# 16:9 oder 16:10



## davidwigald11 (10. Februar 2012)

hallo,

ich habe vor mir einen neuen 22" monitor zu kaufen. stehe aber vor obiger frage....

meine alten wallpaper die ich als diashwo benutzt habe in 1280x1024 finde ich alle nur in 1680x1050 oder 1920x1080 also 16:10. gar nichts und kaum WPs finde ich in 16:9.

jetzt würde ich erstmal gerne wissen was denn besser ist? wo ist der unterschied? unterstützen alle spiele beide formate?

und wenn ich ein 16:10 (also 1920x1200) wallpaper auf einen 16:9 (also 1920x1080) monitor mache wie wird es verzerrt? wenn ich es zentriert einstelle wo wird was abgeschnitten? nur oben nur unten oder beides?

ich wollte das alles wissen weil ich kaum monitore als LED mit 16:10 finde aber nur wallpaper im 16:10 format. meine WPs sind mir schon wichtig und ich möchte nicht das jetzt viel fehlt an den rändern. wie gesagt die gibt es nicht in 16:9...


----------



## Hatuja (10. Februar 2012)

davidwigald11 schrieb:


> [...] meine alten wallpaper die ich als diashwo benutzt habe in 1280x1024 finde ich alle nur in 1680x1050 oder *1920x1080 *also 16:10.[...]


1920x1080 ist ein 16:9 Format.



davidwigald11 schrieb:


> [...] jetzt würde ich erstmal gerne wissen was denn besser ist? wo ist der unterschied? unterstützen alle spiele beide formate? [...]


Es ist reine Geschmackssache!
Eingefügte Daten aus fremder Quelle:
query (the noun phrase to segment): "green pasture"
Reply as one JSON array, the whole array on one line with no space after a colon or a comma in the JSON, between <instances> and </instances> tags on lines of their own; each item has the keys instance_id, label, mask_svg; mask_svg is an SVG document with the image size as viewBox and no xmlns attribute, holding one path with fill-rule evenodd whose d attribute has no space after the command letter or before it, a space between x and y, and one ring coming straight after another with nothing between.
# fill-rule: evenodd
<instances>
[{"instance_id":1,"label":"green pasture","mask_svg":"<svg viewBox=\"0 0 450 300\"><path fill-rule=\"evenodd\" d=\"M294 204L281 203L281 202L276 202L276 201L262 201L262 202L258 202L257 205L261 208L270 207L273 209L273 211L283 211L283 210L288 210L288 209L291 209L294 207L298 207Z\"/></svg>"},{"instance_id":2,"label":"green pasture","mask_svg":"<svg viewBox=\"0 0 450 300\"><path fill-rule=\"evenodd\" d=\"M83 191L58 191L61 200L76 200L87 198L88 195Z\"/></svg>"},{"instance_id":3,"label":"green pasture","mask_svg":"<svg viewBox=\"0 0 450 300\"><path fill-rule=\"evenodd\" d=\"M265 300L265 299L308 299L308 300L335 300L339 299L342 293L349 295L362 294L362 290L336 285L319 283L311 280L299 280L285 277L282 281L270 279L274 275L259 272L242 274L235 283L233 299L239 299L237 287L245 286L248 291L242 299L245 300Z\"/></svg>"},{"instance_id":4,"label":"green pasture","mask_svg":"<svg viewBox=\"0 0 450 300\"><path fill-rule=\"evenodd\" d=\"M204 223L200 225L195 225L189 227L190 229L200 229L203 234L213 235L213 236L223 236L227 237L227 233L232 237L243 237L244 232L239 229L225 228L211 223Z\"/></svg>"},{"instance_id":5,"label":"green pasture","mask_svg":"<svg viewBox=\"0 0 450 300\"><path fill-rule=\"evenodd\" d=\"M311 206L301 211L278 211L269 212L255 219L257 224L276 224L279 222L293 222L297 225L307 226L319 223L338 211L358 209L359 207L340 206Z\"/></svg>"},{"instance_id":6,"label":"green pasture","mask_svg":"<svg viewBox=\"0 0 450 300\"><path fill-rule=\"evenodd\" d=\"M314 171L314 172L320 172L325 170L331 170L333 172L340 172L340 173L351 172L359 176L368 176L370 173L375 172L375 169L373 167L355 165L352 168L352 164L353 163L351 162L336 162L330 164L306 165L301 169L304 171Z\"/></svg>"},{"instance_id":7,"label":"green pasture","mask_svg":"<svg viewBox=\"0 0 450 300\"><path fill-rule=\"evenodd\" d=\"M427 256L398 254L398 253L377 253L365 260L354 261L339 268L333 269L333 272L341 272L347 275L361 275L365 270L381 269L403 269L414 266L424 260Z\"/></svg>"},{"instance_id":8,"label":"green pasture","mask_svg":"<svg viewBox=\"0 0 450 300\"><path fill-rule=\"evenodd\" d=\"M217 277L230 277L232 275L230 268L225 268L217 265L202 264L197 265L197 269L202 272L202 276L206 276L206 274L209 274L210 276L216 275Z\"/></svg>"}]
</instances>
Ich will z.B. kein 16:9, da mir das beim Arbeiten in der Vertikalen zu klein wäre. Bei 16:10 hast du halt mehr Fläche!
Wenn du dann am Monitor ein 16:9 Film schaust, musst du dich aber mit schwarzen Rändern oben und unten abfinden (je 60 Pixel).
Die Spiele, die ich bisher gesehen haben, unterstützen sowohl das 16:9 als auch das 16:10 Seitenverhältnis.



davidwigald11 schrieb:


> [...] und wenn ich ein 16:10 (also 1920x1200) wallpaper auf einen 16:9 (also 1920x1080) monitor mache wie wird es verzerrt? wenn ich es zentriert einstelle wo wird was abgeschnitten? nur oben nur unten oder beides?[...]


Wenn du ein 16:10 Wallpaper auf einem 16:9 Bildschirm darstellst, wird es wird er es in der Vertikalen leicht zusammendrücken. Du könntest es aber auch vorher insgesamt 120 Pixel oben oder unten abschneiden, oder halt 60 Pixel oben und 60 Pixel  unten.
Wenn du ein 16:9 Wallpaper auf einem 16:10 Bildschirm darstellst, wird es entweder in der Vertikalen gestreckt oder wenn du es zentrierst, hast du oben und unten einen Balken von je 60 Pixeln.


----------



## davidwigald11 (10. Februar 2012)

davidwigald11 schrieb:


> meine alten wallpaper die ich als diashwo benutzt habe in 1280x1024 finde ich alle nur in 1680x1050 oder 1920x1080 also 16:10.



meinte natürlich 1920x1200. ich find die nirgendwo in 1920x1080. wie kann ich den 60 pixel oben und unten abschneiden nur mal um zu gucken wie es dann aussehen würde? 
btw: kennst du einen guten 22" LED 16:10 max. 150€?


----------



## davidwigald11 (10. Februar 2012)

hmn kann mir keiner ein programm nennen womit ich das bild ein bisschen abschneiden kann?


----------



## Hatuja (10. Februar 2012)

So ein bisschen abschnibbeln mache ich immer mit dem "Office Picture Manager", der bei MS Office dabei ist. Ansonsten sollte das auch mit jedem Bildbearbeitungsprogramm gehen.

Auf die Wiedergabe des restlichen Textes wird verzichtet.